Deux demi-finales l’an dernier, mais un goût d’inachevé. Cet été, la JL Bourg a changé de visage pour viser plus haut et profiter des failles de ses rivaux. Son président, Julien Desbottes, promet une saison sans complexe et prévient : le club bressan veut bousculer les géants.
Quelle note attribuez-vous à la saison dernière ?
Je mettrais 8/10. Nous avons atteint deux demi-finales sur les quatre compétitions dans lesquelles nous étions engagés. Il faut être lucide sur ce que nous sommes : des challengers face à trois équipes : Monaco, Paris et l’Asvel, qui évoluent dans une autre dimension économique. Mon seul regret reste l’élimination prématurée en Coupe d’Europe.
Aviez-vous planifié la fin d’un cycle pour repartir sur de nouvelles bases et un autre style de jeu ?
En partie, oui. Nous ne nous sommes pas accrochés à une ossature qui avait pourtant accompli des choses extraordinaires, mais il nous semblait plus sain et plus simple d’écrire une nouvelle histoire.
La construction de cette nouvelle équipe met en avant la dimension physique et la verticalité. Était-ce une volonté forte ?
C’est une approche différente, en effet. Il y a aujourd’hui une énorme énergie dans le nouveau staff, et cela se ressent sur le terrain. Il faut maintenant que tout cela se mette en place.
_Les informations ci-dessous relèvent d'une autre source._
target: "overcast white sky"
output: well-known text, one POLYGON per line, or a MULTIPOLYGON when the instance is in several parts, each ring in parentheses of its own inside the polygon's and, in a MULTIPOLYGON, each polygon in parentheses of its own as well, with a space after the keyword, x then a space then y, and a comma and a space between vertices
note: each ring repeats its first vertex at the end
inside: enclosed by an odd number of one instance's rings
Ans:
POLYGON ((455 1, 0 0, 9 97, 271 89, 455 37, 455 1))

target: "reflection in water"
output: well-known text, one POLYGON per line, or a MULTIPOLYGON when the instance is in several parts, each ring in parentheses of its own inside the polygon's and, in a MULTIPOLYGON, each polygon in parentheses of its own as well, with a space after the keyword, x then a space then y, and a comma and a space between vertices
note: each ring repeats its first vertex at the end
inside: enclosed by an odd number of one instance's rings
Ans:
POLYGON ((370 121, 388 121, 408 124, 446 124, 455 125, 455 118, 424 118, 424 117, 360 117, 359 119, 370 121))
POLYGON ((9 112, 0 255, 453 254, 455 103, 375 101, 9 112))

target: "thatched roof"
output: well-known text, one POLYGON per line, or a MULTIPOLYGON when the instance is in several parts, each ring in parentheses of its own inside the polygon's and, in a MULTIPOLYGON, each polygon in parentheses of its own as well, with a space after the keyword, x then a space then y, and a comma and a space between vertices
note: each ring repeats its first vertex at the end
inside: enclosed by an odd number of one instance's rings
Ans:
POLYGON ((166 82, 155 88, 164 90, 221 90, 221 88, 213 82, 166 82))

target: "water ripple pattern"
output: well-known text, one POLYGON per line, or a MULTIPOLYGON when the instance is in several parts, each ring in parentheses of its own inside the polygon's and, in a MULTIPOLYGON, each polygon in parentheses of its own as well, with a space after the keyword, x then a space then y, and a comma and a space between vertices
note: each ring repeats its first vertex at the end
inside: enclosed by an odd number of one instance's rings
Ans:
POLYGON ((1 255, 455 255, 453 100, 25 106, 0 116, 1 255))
Je me prépare aussi à être patient et plus présent. Il est important de rappeler que la hiérarchie du club et nos fondamentaux restent des repères essentiels. J’ai d’ailleurs fait un discours de lancement de saison dans ce sens. Oui, mon investissement sera cette année plus important que les saisons précédentes, où j’avais davantage délégué.
Comment s’est déroulée la préparation en l’absence de Fred Fauthoux, retenu avec l’équipe de France ?
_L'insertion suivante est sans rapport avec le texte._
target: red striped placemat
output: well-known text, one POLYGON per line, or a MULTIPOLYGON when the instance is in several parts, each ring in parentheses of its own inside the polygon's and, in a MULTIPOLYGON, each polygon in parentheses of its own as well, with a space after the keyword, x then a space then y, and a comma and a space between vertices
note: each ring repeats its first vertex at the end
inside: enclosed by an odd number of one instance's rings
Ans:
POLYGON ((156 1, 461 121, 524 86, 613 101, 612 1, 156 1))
L’absence de Fred est une nouveauté pour le club, mais il a continué à être en contact régulier avec nous. Nous avons surtout eu la chance de pouvoir nous appuyer sur Jean-Baptiste Lecrosnier, qui travaille déjà depuis trois saisons à ses côtés. Le haut niveau d’organisation, à la fois en équipe de France et à la JL, a grandement facilité cette transition.
Quels sont vos objectifs pour cette saison ?
Nous devons être ambitieux. La barre est haut, mais si nous ne nous fixions pas des objectifs élevés, ce ne serait pas dans notre ADN. Notre objectif prioritaire, c’est d’atteindre les playoffs, et, dans l’idéal, une demi-finale. Cette année, nous pourrons peut-être profiter de certaines difficultés rencontrées par Villeurbanne et Monaco, tandis que Paris a dû tout reconstruire… Mais il faudra rester vigilants : Cholet, Strasbourg et d’autres équipes vont aussi nous bousculer.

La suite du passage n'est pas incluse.